The victory in the field next day was won by our opponents, but it was agreed by all unbiased witnesses that the battle afterwards was won hands down by Bernard’s.
That night into Casualty there poured a collection of torn, mottled and filthy figures, suffering from broken noses, black eyes and minor cuts and abrasions. They were treated like Royal guests; nurses ministered tenderly to them, while the housemen patted their backs and sent out for free beer.
That evening I was rung up on the ward.
‘Nurse,’ said a voice that had a familiar ring, though it had assumed the precise accents of the Dean, ‘I have three gentlemen down here I am treating for shock. Would you pleas
e see that they are given a nourishing beverage and some solid protein when they come up to you, in order to avoid secondary shock?’

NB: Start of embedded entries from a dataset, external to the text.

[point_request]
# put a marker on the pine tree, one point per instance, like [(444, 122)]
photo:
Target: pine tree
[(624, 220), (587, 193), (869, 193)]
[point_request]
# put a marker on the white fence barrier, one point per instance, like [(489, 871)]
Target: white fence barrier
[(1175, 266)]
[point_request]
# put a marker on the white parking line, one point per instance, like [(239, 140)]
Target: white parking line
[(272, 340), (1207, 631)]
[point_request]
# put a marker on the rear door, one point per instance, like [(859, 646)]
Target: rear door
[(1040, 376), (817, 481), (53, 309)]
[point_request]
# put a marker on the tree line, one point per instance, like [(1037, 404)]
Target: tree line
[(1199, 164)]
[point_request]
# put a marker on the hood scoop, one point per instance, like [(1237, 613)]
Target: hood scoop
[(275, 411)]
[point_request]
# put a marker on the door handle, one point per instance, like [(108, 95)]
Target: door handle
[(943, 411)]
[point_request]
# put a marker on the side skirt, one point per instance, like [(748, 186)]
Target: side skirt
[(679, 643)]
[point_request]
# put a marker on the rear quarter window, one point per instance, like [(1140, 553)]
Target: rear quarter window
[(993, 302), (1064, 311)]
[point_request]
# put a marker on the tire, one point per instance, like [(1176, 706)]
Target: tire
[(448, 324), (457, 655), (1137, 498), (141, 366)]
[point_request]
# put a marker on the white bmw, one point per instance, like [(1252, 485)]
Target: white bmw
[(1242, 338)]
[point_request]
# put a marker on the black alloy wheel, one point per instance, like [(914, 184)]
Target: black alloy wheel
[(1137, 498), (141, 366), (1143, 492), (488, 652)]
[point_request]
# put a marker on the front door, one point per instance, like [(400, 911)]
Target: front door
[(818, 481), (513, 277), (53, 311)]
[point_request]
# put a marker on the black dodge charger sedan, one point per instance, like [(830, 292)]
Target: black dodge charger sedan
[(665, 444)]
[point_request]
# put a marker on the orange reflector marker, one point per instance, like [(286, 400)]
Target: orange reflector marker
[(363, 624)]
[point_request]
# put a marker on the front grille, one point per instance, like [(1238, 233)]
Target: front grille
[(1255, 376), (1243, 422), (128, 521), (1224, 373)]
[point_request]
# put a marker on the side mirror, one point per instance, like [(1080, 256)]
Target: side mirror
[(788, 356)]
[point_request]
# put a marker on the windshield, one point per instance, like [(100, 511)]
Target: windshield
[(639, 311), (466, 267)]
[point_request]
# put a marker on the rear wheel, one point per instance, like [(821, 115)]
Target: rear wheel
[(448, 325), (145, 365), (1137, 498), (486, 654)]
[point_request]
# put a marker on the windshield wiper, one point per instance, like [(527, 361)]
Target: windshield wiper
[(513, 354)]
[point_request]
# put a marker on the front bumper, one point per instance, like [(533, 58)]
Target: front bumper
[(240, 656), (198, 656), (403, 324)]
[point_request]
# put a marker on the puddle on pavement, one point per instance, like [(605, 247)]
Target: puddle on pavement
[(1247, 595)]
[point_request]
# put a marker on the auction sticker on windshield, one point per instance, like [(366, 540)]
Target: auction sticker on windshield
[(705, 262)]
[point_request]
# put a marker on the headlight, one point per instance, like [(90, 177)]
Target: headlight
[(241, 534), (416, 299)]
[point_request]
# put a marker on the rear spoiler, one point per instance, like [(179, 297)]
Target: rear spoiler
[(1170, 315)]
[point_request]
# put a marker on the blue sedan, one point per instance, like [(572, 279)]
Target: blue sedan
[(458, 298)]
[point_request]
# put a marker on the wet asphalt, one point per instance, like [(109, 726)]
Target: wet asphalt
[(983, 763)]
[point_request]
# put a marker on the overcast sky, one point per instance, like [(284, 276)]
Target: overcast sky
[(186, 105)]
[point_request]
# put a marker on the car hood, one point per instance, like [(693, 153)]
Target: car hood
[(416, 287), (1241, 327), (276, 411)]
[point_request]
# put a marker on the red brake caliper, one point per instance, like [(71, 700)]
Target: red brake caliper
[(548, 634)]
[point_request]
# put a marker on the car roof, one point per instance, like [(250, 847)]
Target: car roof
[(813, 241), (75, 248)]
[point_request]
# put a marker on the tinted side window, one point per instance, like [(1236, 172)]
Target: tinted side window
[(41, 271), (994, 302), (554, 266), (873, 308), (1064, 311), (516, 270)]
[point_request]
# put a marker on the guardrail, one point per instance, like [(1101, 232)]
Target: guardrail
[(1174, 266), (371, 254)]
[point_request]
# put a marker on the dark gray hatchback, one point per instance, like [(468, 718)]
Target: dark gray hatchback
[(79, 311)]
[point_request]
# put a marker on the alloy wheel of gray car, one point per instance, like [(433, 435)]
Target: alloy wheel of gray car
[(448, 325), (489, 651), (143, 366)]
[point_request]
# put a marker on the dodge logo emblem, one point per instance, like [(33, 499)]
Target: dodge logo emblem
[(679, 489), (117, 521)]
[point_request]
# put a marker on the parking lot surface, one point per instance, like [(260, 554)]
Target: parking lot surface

‘Certainly,’ I replied solemnly. ‘Do you wish them to be warded?’
‘If you don’t think it would cause too much heart-fluttering on the part of your female patients, Nurse?’
‘Not a bit, they’d love it.’
‘Whack-ho!’ exclaimed the Dean, lapsing into the voice of Charles Betterton. ‘I think I’ll come along too!’
Chapter Thirteen
Early in the year we were sent down to the small town of Lyeford in Kent. Here St. Bernard’s had a unit consisting of four wards in the local hospital, making up about a hundred beds; two wards were occupied by surgical cases and two by ear, nose and throat patients.
We arrived about ten in the morning on the platform of the small local station, which appeared to be completely deserted. We tottered out into the station yard, carrying our heavy suitcases, and saw one very small bus that announced proudly it was going to Little Bottomley. We asked the conductor if he went anywhere near the hospital, and he said no, and there wasn’t another hospital bus for an hour.
‘But if you get a move on,’ he said, ‘you’ll catch the fish-van. They deliver at the hospital Thursdays.’
He gave us directions, and we hurried down the road and found the fish-shop. The fish-man said obligingly that he did not at all mind taking us. We thought he was probably glad of a little company. Mary and Phyllis managed to squeeze into the front seat; Pat and I were not so fortunate, we had to sit in the back with the fish. The fish-man was very amiable and informative, and when we arrived he directed us to Home Sister’s office.
We sent Pat in first, noticing as she went, to our horror, that she was covered in mackerel scales.
We were shown to our rooms, and were told we had to see the Assistant Matron of the Unit as soon as we had changed.